Here’s what we continue to learn as we get older, and wiser – you cannot bully your nervous system into rest. You can, however, cue safety. Always.
Before bed, try:
• 4–6 breathing (inhale 4, exhale 6) – longer exhales stimulate vagal tone
• Legs up the wall for 5 minutes – gentle inversion supports parasympathetic activation
• A warm shower followed by a cool bedroom – passive body heating followed by cooling helps initiate sleep onset [8]
• A “brain dump” journal – expressive writing reduces cognitive arousal at bedtime [9]
And one of the most underrated tools?
Morning light.
Getting natural sunlight within 30 minutes of waking strengthens circadian rhythm alignment and improves melatonin timing that night [10].
It’s simple.
It’s free.
It’s powerful.
The Feedback Loop That Works in Your Favour
The calmer your system feels, the deeper your sleep becomes.
The deeper your sleep becomes, the calmer your system feels.
That’s not a vibe.
That’s neuroscience.
After 40, this isn’t about hustling harder or pushing through fatigue.

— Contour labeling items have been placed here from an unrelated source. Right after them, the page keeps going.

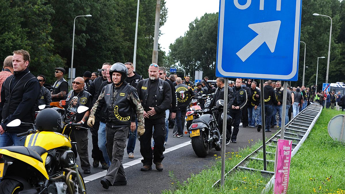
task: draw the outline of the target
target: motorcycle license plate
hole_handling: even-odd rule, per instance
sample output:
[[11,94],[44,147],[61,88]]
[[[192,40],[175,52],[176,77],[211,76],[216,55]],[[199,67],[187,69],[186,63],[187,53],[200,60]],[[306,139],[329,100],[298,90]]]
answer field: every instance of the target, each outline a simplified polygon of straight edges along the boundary
[[4,163],[0,163],[0,178],[2,178],[3,176],[3,167],[4,165]]
[[187,118],[186,119],[187,120],[193,120],[193,115],[189,115],[189,116],[187,116]]
[[200,135],[200,129],[192,130],[189,132],[189,133],[190,134],[191,137],[196,136],[199,136]]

What we’re doing here is recalibrating the system that runs everything.
And when your nervous system feels safe?
Your sleep stops fighting you.
We’re here to help you find calm,
Love Lisa & Kate
References
[1] McEwen BS. Physiology and neurobiology of stress and adaptation. Physiol Rev. 2007.
[2] Leproult R, Van Cauter E. Effect of sleep loss on HPA axis activity. J Clin Endocrinol Metab. 2010.
[3] Vgontzas AN, et al. Insomnia and activation of the HPA axis. J Clin Endocrinol Metab. 2001.
[4] Goldstein JM, et al. Sex differences in stress response circuitry. Biol Psychiatry. 2010.
[5] Buckley TM, Schatzberg AF. On the interactions of the HPA axis and sleep. Sleep Med Rev. 2005.
[6] Tobaldini E, et al. Sleep, autonomic regulation and heart rate variability. J Clin Sleep Med. 2013.
[7] Yoo SS, et al. The human emotional brain without sleep — amygdala reactivity study. Curr Biol. 2007.
[8] Haghayegh S, et al. Effects of passive body heating on sleep: systematic review. Sleep Med Rev. 2019.
[9] Scullin MK, et al. The effects of bedtime writing on sleep onset latency. J Exp Psychol Gen. 2018.
[10] Wright KP, et al. Circadian timing and light exposure. Curr Biol. 2013.